Re: [PATCH 04/13] mm: Use array_size() helpers for kmalloc()

From: Rasmus Villemoes
Date: Wed May 09 2018 - 14:00:41 EST


On 2018-05-09 13:34, Matthew Wilcox wrote:
> On Tue, May 08, 2018 at 05:42:20PM -0700, Kees Cook wrote:
>> @@ -499,6 +500,8 @@ static __always_inline void *kmalloc_large(size_t size, gfp_t flags)
>> */
>> static __always_inline void *kmalloc(size_t size, gfp_t flags)
>> {
>> + if (size == SIZE_MAX)
>> + return NULL;
>> if (__builtin_constant_p(size)) {
>> if (size > KMALLOC_MAX_CACHE_SIZE)
>> return kmalloc_large(size, flags);
>
> I don't like the add-checking-to-every-call-site part of this patch.
> Fine, the compiler will optimise it away if it can calculate it at compile
> time, but there are a lot of situations where it can't. You aren't
> adding any safety by doing this; trying to allocate SIZE_MAX bytes is
> guaranteed to fail, and it doesn't need to fail quickly.

Yeah, agree that we don't want to add a size check to all callers,
including those where the size doesn't even come from one of the new
*_size helpers; that just adds bloat. It's true that the overflow case
does not have to fail quickly, but I was worried that the saturating
helpers would end up making gcc emit a cmov instruction, thus stalling
the regular path. But it seems that it actually ends up doing a forward
jump, sets %rdi to SIZE_MAX, then jumps back to the call of __kmalloc,
so it should be ok.

With __builtin_constant_p(size) && size == SIZE_MAX, gcc could be smart
enough to elide those two instructions and have the jo go directly to
the caller's error handling, but at least gcc 5.4 doesn't seem to be
that smart.

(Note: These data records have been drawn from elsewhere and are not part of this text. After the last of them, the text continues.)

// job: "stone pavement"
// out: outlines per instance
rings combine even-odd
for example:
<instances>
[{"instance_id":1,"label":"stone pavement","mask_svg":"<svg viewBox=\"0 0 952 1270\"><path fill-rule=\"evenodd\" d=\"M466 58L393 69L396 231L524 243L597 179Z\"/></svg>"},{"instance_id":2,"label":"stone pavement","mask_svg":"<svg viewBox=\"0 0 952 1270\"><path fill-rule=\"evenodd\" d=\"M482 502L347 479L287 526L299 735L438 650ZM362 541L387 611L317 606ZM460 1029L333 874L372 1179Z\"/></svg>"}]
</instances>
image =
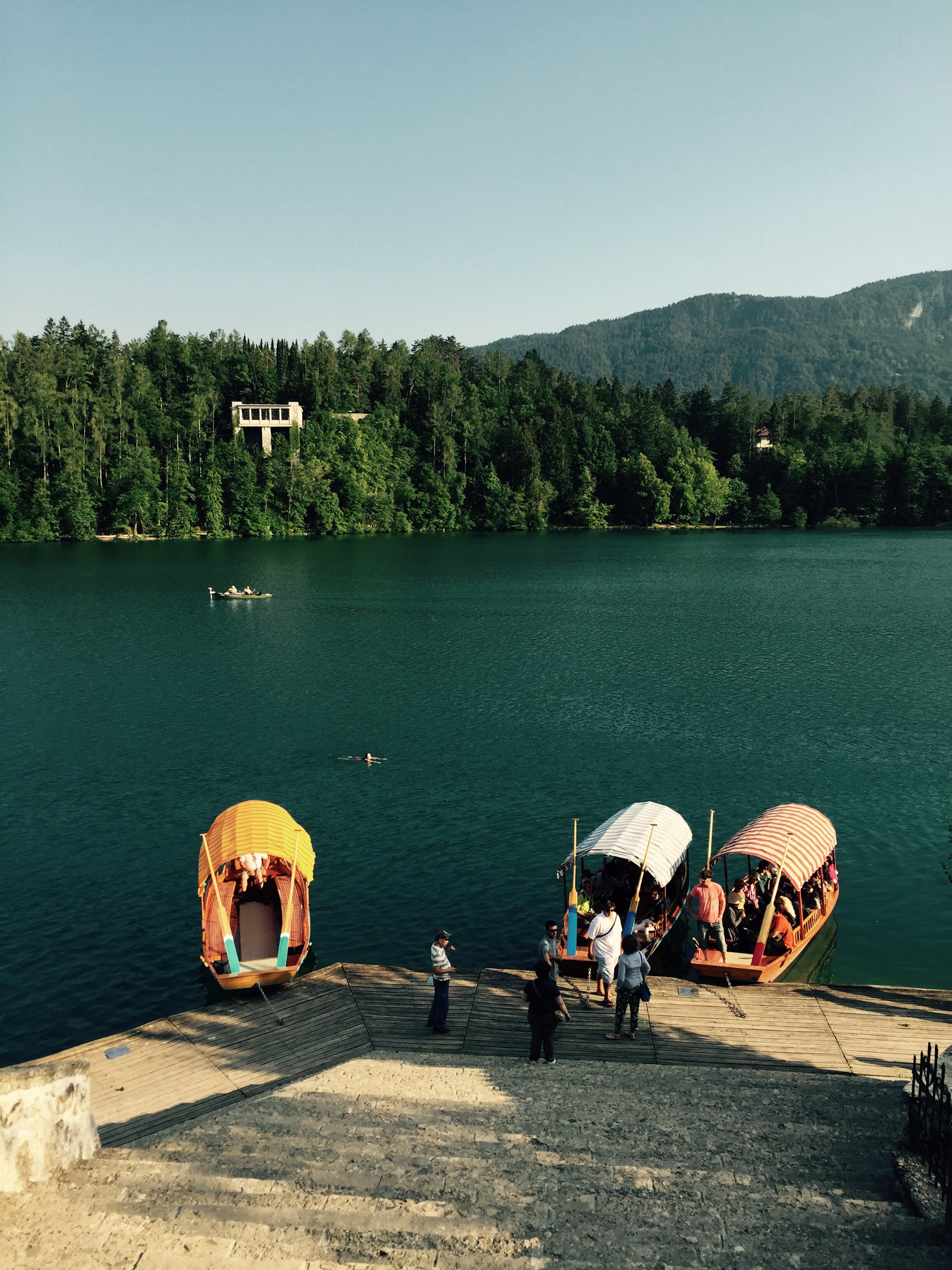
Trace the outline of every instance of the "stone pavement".
<instances>
[{"instance_id":1,"label":"stone pavement","mask_svg":"<svg viewBox=\"0 0 952 1270\"><path fill-rule=\"evenodd\" d=\"M373 1054L0 1196L36 1270L923 1270L891 1081Z\"/></svg>"}]
</instances>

So let's just omit that part for now.

But in case of the kmalloc_array functions, with a direct call of
__builtin_mul_overflow(), gcc does combine the "return NULL" with the
callers error handling, thus avoiding the six byte "%rdi = -1; jmp
back;" thunk. That, along with the churn factor, might be an argument
for leaving the current callers of *_array alone. But if we are going to
keep those longer-term, we might as well convert kmalloc(a, b) into
kmalloc_array(a, b) instead of kmalloc(array_size(a, b)). In any case, I
do see the usefulness of the struct_size helper, and agree that we
definitely should not introduce a new *_struct variant that needs to be
implemented in all families.

>> @@ -624,11 +629,13 @@ int memcg_update_all_caches(int num_memcgs);
>> */
>> static inline void *kmalloc_array(size_t n, size_t size, gfp_t flags)
>> {
>> - if (size != 0 && n > SIZE_MAX / size)
>> + size_t bytes = array_size(n, size);
>> +
>> + if (bytes == SIZE_MAX)
>> return NULL;
>> if (__builtin_constant_p(n) && __builtin_constant_p(size))
>> - return kmalloc(n * size, flags);
>> - return __kmalloc(n * size, flags);
>> + return kmalloc(bytes, flags);
>> + return __kmalloc(bytes, flags);
>> }
>>
>> /**
>> @@ -639,7 +646,9 @@ static inline void *kmalloc_array(size_t n, size_t size, gfp_t flags)
>> */
>> static inline void *kcalloc(size_t n, size_t size, gfp_t flags)
>> {
>> - return kmalloc_array(n, size, flags | __GFP_ZERO);
>> + size_t bytes = array_size(n, size);
>> +
>> + return kmalloc(bytes, flags | __GFP_ZERO);
>> }
>
> Hmm. I wonder why we have the kmalloc/__kmalloc "optimisation"
> in kmalloc_array, but not kcalloc. Bet we don't really need it in
> kmalloc_array. I'll do some testing.
>

Huh? Because kcalloc is implemented in terms of kmalloc_array? And can't
we just keep it that way?

Rasmus